Since its founding in 2005 Ontonix has focused its QCM (Quantitative Complexity Management) technology on protection, problem prevention, ‘robustification’, early warnings and identification of crisis precursors in diverse fields and industries (manufacturing, engineering design, economics, finance, traffic control, medicine, etc.).
The present blog introduces a new exotic application of the QCM technology – the use of complexity as a systemic offensive tool. The goal, therefore, is not to prevent crises or systemic collapses – which is the mission of Ontonix – the objective is to cause them.
Complexity is a systemic characteristic of networks and processes. Since 2005 complexity can actually be measured. It is measured in cbits (complexity bits) and quantifies the amount of structured information ‘contained’ within a system. Every system (network, process) possesses at a given time a certain amount of complexity as well as the so-called critical complexity. In proximity of its critical complexity the dynamics of every system tends to be dominated by uncertainty, becoming chaotic and uncontrollable. This reduces its structural stability, rendering it less resilient hence vulnerable. Systemic collapses happen in the presence of high fragility and high density of interconnections, i.e. in the proximity of critical complexity. Well-managed systems and processes function at a certain distance from their respective critical complexities. However, this mandates that one be able to measure both complexity as well as critical complexity. This is the business of Ontonix. Managing super huge systems and networks without the explicit knowledge and monitoring of complexity and critical complexity is risky, to say the least.
The objective of ‘complexity as a weapon’ is to reduce/neutralize the overall resilience of the enemy by deliberately introducing harmful targeted and structured information (complexity) into adversarial networks so as to induce fragilities as well as structural instabilities leading, potentially, to systemic/catastrophic collapse.
The goal is to ‘inject’ complexity into adversary’s computers and networks in a surgical manner, damaging or debilitating systems such as PLC, DCS, SCADA, in particular the hubs of those systems, which can quickly propagate on a large-scale the effects of an attack. The goal is to increase network/process complexity to levels in the vicinity of critical complexity, so as to induce fragility, vulnerability and cascading failures. In essence, we’re looking at a targeted alteration of specific sensitive network functions.
Inducing critical complexity levels in strategic networks can offer an effective preemptive measure which can soften the enemy’s critical infrastructures/networks prior to a more conventional attack (cyber or not).
Complexity-based aggression, when implemented on a large-scale level (i.e. when targeted at large networks or interconnected systems of networks) can offer a ‘subtle’ low-intensity and low-visibility intervention in virtue of its highly distributed nature.
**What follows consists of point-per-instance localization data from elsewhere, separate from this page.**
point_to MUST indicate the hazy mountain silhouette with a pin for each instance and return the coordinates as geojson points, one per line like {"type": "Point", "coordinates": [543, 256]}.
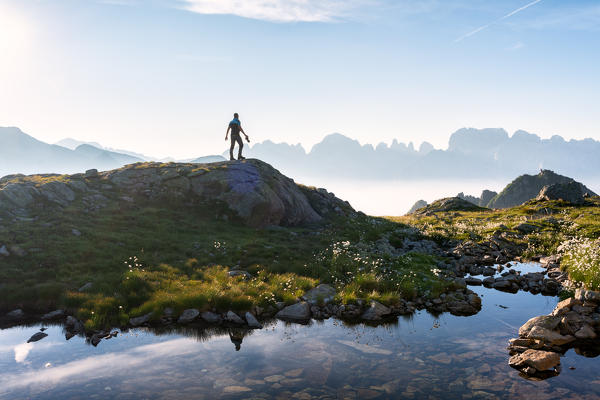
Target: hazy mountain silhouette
{"type": "Point", "coordinates": [21, 153]}
{"type": "Point", "coordinates": [73, 144]}
{"type": "Point", "coordinates": [472, 153]}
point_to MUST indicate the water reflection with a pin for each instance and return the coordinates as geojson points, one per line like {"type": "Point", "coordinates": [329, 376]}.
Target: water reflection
{"type": "Point", "coordinates": [418, 357]}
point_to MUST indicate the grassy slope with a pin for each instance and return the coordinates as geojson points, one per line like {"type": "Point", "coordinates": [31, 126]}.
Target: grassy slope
{"type": "Point", "coordinates": [145, 257]}
{"type": "Point", "coordinates": [557, 223]}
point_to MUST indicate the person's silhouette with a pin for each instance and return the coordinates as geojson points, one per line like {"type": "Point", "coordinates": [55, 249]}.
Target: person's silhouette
{"type": "Point", "coordinates": [235, 126]}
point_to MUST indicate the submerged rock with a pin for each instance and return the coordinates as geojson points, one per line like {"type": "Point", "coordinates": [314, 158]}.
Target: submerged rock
{"type": "Point", "coordinates": [538, 359]}
{"type": "Point", "coordinates": [375, 311]}
{"type": "Point", "coordinates": [37, 336]}
{"type": "Point", "coordinates": [53, 315]}
{"type": "Point", "coordinates": [211, 317]}
{"type": "Point", "coordinates": [16, 314]}
{"type": "Point", "coordinates": [137, 321]}
{"type": "Point", "coordinates": [252, 321]}
{"type": "Point", "coordinates": [188, 316]}
{"type": "Point", "coordinates": [234, 318]}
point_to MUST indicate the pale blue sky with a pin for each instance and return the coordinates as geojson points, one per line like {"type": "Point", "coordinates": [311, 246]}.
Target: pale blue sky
{"type": "Point", "coordinates": [164, 76]}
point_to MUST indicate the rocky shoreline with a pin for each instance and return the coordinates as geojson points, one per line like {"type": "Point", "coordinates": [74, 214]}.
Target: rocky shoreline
{"type": "Point", "coordinates": [574, 323]}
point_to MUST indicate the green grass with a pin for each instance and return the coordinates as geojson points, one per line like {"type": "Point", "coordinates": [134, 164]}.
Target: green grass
{"type": "Point", "coordinates": [144, 257]}
{"type": "Point", "coordinates": [576, 228]}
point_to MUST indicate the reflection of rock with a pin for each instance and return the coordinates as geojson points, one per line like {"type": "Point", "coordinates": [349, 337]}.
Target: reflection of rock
{"type": "Point", "coordinates": [211, 317]}
{"type": "Point", "coordinates": [53, 315]}
{"type": "Point", "coordinates": [237, 337]}
{"type": "Point", "coordinates": [252, 321]}
{"type": "Point", "coordinates": [37, 336]}
{"type": "Point", "coordinates": [16, 314]}
{"type": "Point", "coordinates": [188, 316]}
{"type": "Point", "coordinates": [137, 321]}
{"type": "Point", "coordinates": [234, 318]}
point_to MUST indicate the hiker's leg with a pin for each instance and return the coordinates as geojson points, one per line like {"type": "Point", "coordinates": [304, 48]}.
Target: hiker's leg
{"type": "Point", "coordinates": [231, 148]}
{"type": "Point", "coordinates": [241, 146]}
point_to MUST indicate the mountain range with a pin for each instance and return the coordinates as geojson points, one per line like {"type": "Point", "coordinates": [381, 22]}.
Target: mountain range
{"type": "Point", "coordinates": [472, 153]}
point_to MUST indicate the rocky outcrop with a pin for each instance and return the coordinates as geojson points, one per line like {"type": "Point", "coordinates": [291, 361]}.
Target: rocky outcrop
{"type": "Point", "coordinates": [480, 201]}
{"type": "Point", "coordinates": [250, 190]}
{"type": "Point", "coordinates": [417, 206]}
{"type": "Point", "coordinates": [574, 323]}
{"type": "Point", "coordinates": [527, 187]}
{"type": "Point", "coordinates": [296, 312]}
{"type": "Point", "coordinates": [448, 204]}
{"type": "Point", "coordinates": [571, 192]}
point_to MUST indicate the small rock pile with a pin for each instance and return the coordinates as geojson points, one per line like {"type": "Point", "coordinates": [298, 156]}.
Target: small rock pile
{"type": "Point", "coordinates": [574, 323]}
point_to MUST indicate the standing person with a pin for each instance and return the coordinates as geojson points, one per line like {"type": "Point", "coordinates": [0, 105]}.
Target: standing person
{"type": "Point", "coordinates": [236, 127]}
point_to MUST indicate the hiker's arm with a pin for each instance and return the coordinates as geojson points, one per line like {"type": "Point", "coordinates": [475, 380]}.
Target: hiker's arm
{"type": "Point", "coordinates": [242, 130]}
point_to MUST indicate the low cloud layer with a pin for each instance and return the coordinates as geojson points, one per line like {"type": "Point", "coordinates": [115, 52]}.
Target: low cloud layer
{"type": "Point", "coordinates": [278, 10]}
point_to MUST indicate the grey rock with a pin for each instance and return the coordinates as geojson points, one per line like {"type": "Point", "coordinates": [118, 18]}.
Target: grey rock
{"type": "Point", "coordinates": [375, 311]}
{"type": "Point", "coordinates": [53, 315]}
{"type": "Point", "coordinates": [545, 321]}
{"type": "Point", "coordinates": [137, 321]}
{"type": "Point", "coordinates": [234, 318]}
{"type": "Point", "coordinates": [296, 312]}
{"type": "Point", "coordinates": [37, 336]}
{"type": "Point", "coordinates": [572, 192]}
{"type": "Point", "coordinates": [57, 192]}
{"type": "Point", "coordinates": [188, 316]}
{"type": "Point", "coordinates": [252, 321]}
{"type": "Point", "coordinates": [211, 317]}
{"type": "Point", "coordinates": [74, 325]}
{"type": "Point", "coordinates": [322, 294]}
{"type": "Point", "coordinates": [527, 228]}
{"type": "Point", "coordinates": [473, 281]}
{"type": "Point", "coordinates": [538, 359]}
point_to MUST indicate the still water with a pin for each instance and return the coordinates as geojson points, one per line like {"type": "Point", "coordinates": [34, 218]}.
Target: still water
{"type": "Point", "coordinates": [423, 357]}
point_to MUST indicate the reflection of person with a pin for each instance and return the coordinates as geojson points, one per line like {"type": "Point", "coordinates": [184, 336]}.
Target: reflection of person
{"type": "Point", "coordinates": [237, 337]}
{"type": "Point", "coordinates": [235, 126]}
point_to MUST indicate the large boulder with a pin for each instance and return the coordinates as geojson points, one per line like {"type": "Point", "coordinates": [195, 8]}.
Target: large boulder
{"type": "Point", "coordinates": [256, 192]}
{"type": "Point", "coordinates": [250, 190]}
{"type": "Point", "coordinates": [376, 311]}
{"type": "Point", "coordinates": [321, 294]}
{"type": "Point", "coordinates": [295, 312]}
{"type": "Point", "coordinates": [448, 204]}
{"type": "Point", "coordinates": [538, 359]}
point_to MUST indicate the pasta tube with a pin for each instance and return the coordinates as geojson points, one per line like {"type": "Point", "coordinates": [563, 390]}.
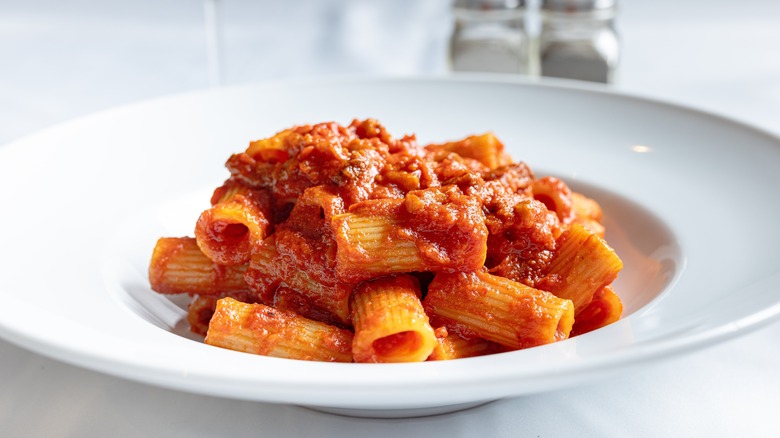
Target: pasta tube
{"type": "Point", "coordinates": [390, 323]}
{"type": "Point", "coordinates": [239, 218]}
{"type": "Point", "coordinates": [582, 264]}
{"type": "Point", "coordinates": [604, 309]}
{"type": "Point", "coordinates": [498, 309]}
{"type": "Point", "coordinates": [178, 266]}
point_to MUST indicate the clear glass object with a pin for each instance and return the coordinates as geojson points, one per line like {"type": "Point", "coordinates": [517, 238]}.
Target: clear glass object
{"type": "Point", "coordinates": [489, 36]}
{"type": "Point", "coordinates": [578, 40]}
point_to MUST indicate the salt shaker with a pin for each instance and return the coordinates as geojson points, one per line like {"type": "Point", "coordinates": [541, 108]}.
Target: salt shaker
{"type": "Point", "coordinates": [578, 40]}
{"type": "Point", "coordinates": [489, 36]}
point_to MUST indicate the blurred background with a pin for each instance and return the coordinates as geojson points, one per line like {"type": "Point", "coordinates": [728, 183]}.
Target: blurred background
{"type": "Point", "coordinates": [65, 59]}
{"type": "Point", "coordinates": [60, 60]}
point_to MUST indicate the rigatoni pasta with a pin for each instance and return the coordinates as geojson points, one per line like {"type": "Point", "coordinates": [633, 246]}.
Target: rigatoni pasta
{"type": "Point", "coordinates": [344, 243]}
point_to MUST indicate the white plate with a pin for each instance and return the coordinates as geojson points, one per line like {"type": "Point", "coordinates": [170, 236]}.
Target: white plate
{"type": "Point", "coordinates": [690, 202]}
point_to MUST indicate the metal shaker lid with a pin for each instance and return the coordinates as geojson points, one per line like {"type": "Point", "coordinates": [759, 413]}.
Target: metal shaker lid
{"type": "Point", "coordinates": [489, 5]}
{"type": "Point", "coordinates": [574, 6]}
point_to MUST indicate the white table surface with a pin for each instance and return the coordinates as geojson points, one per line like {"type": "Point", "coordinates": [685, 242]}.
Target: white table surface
{"type": "Point", "coordinates": [60, 60]}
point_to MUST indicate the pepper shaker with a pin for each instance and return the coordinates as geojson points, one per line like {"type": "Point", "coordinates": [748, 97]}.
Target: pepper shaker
{"type": "Point", "coordinates": [578, 40]}
{"type": "Point", "coordinates": [489, 36]}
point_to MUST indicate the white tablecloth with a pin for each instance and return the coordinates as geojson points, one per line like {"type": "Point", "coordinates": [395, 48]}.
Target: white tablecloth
{"type": "Point", "coordinates": [60, 60]}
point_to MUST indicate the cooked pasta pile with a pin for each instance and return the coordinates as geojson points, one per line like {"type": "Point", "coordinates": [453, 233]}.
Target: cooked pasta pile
{"type": "Point", "coordinates": [343, 243]}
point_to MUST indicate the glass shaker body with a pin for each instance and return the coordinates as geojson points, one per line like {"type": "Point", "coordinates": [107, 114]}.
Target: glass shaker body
{"type": "Point", "coordinates": [579, 42]}
{"type": "Point", "coordinates": [489, 36]}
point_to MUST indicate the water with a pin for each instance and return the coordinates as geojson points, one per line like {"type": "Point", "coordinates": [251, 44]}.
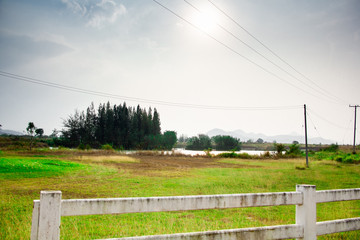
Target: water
{"type": "Point", "coordinates": [194, 153]}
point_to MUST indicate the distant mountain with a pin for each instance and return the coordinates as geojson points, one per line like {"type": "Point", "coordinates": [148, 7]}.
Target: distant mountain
{"type": "Point", "coordinates": [244, 136]}
{"type": "Point", "coordinates": [10, 132]}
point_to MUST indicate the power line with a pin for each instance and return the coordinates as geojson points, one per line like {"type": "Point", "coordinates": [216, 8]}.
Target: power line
{"type": "Point", "coordinates": [143, 100]}
{"type": "Point", "coordinates": [314, 125]}
{"type": "Point", "coordinates": [233, 50]}
{"type": "Point", "coordinates": [326, 120]}
{"type": "Point", "coordinates": [257, 52]}
{"type": "Point", "coordinates": [271, 51]}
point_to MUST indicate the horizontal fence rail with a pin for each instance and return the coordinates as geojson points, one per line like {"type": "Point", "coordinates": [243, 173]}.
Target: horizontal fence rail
{"type": "Point", "coordinates": [48, 210]}
{"type": "Point", "coordinates": [181, 203]}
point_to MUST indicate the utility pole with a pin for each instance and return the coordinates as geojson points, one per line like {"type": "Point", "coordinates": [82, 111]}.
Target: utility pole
{"type": "Point", "coordinates": [355, 106]}
{"type": "Point", "coordinates": [306, 147]}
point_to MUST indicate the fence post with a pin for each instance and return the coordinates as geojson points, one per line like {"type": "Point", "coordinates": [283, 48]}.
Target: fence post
{"type": "Point", "coordinates": [50, 213]}
{"type": "Point", "coordinates": [306, 213]}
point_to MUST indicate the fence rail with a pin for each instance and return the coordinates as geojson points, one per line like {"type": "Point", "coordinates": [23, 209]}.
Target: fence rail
{"type": "Point", "coordinates": [48, 210]}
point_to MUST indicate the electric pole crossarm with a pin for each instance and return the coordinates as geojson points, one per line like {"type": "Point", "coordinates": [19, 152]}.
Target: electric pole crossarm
{"type": "Point", "coordinates": [355, 107]}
In other words, instead of a highly concentrated attack, a more diluted action may result potentially difficult to trace and counter and, at the same time, lead to devastating systemic consequences.
The technical details of ‘complexity as a weapon’ will not be explained in this blog for obvious reasons. However, the rationale is based, in part, on certain observations one can make when studying very large-scale highly complex systems, such as the following:
- The Functional Indeterminacy Theorem (F.I.T.): In complex systems, malfunction and even total non-function may not be detectable for long periods, if ever.
- The Fundamental Failure-Mode Theorem (F.F.T.): Complex systems usually operate in failure mode.
- A complex system can fail in a very large number of ways. Higher complexity means a system possesses more failure modes.
- The larger the system, the greater the probability of unexpected failure.
Our Quantitative Complexity Theory has verified the above statements on an empirical and numerical basis (science, not opinions, has always been our motto).
When it comes to complex systems – by the way, before you say something really is complex you should actually measure its complexity – failure isn’t always something obvious and may even be difficult to design. In fact, there are many ways, modes, in which such systems can fail (or be made to fail). In reality, failure is a combination (superposition) of various failure modes. Some of these modes can be quite likely, some can require high energy expenditure in order to trigger them, some can be triggered with little effort but may require an unlikely set of circumstances.
This means that it may be possible to provoke the collapse of large networks/systems by identifying first what their failure modes are and, in each mode to pinpoint the key variables (nodes) that can cause a cascading failure. Once these nodes have been identified, that’s where the attack should be concentrated. The way this is accomplished is not intuitive. It is not sufficient to ‘invert’ the conventional QCM-based process of system ‘robustification’ in order to arrive at the complexity-as-a-weapon logic which induces systemic fragility. What is certainly needed, though, is plenty of supercomputer fire power.
Who would be the target of a large-scale systemic ‘complexity attack’? Rogue states that are threatening global peace and support terrorism.